As of Jul 2, 2026, the average hourly pay for temporary ai language trainer in the United States is $31.24, according to ZipRecruiter salary data. Most workers in this role earn between $19.95 and $35.58 per hour, depending on experience, location, and employer.

How does a Temporary AI Language Trainer typically collaborate with engineering and data science teams during a project?

As a Temporary AI Language Trainer, you will frequently work closely with engineering and data science teams to provide linguistic expertise and insights. This often involves reviewing datasets, annotating language data, and offering feedback on model outputs to help improve AI performance. Effective communication and a collaborative mindset are key, as you'll be expected to clarify language nuances, participate in regular project meetings, and align your work with overall project goals. This cross-functional teamwork ensures that the AI models are both technically robust and linguistically accurate.

What are Temporary AI Language Trainers?

Temporary AI Language Trainers are professionals hired on a short-term basis to help develop, train, and improve artificial intelligence language models. Their responsibilities typically include reviewing, annotating, and generating text data, assessing AI outputs for quality and accuracy, and providing feedback to enhance the model's performance. These roles are crucial for refining AI systems to better understand and generate human language, often requiring strong language skills and attention to detail. Temporary positions may be project-based or seasonal, offering flexibility for both employers and workers.

What are the key skills and qualifications needed to thrive as a Temporary AI Language Trainer, and why are they important?

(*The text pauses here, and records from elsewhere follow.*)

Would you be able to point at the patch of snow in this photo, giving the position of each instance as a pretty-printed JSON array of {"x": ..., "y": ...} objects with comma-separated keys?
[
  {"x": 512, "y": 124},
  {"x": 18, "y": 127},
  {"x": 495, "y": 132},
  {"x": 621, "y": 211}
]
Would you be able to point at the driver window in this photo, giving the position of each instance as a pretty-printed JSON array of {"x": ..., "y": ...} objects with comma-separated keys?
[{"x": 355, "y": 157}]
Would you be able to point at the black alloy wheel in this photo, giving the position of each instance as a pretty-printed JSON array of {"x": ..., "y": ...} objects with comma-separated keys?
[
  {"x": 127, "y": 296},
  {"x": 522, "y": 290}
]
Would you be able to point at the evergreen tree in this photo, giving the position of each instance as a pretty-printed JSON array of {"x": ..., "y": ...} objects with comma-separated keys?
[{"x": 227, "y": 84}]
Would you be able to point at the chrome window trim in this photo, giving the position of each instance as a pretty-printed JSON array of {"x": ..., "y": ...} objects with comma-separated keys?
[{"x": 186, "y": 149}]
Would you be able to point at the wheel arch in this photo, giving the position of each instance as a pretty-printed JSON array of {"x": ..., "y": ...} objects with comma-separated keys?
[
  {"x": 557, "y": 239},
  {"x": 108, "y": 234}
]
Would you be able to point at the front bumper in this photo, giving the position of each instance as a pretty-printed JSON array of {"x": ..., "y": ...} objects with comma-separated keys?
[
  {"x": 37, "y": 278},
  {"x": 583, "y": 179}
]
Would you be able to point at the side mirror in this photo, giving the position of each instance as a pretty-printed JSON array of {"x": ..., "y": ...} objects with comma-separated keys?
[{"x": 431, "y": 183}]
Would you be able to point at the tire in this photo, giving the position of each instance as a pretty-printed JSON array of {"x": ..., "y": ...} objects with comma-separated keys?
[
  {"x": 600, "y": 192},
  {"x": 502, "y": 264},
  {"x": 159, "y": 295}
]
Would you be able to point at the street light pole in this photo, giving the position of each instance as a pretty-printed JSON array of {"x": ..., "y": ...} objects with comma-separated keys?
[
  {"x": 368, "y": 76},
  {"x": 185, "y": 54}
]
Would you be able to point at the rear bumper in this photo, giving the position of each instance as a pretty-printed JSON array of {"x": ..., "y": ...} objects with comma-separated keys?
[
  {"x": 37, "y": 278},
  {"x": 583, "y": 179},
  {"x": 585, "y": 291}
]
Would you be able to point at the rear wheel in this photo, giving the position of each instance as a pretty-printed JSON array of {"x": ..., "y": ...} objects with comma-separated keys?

To thrive as a Temporary AI Language Trainer, you need strong linguistic abilities, attention to detail, and often a background in linguistics, language studies, or a related field. Familiarity with annotation tools, content management systems, and sometimes experience with machine learning platforms or data labeling software is typically required. Excellent communication, critical thinking, and time management are standout soft skills for this role. These skills ensure high-quality training data, accurate language processing, and effective collaboration with technical teams to improve AI language models.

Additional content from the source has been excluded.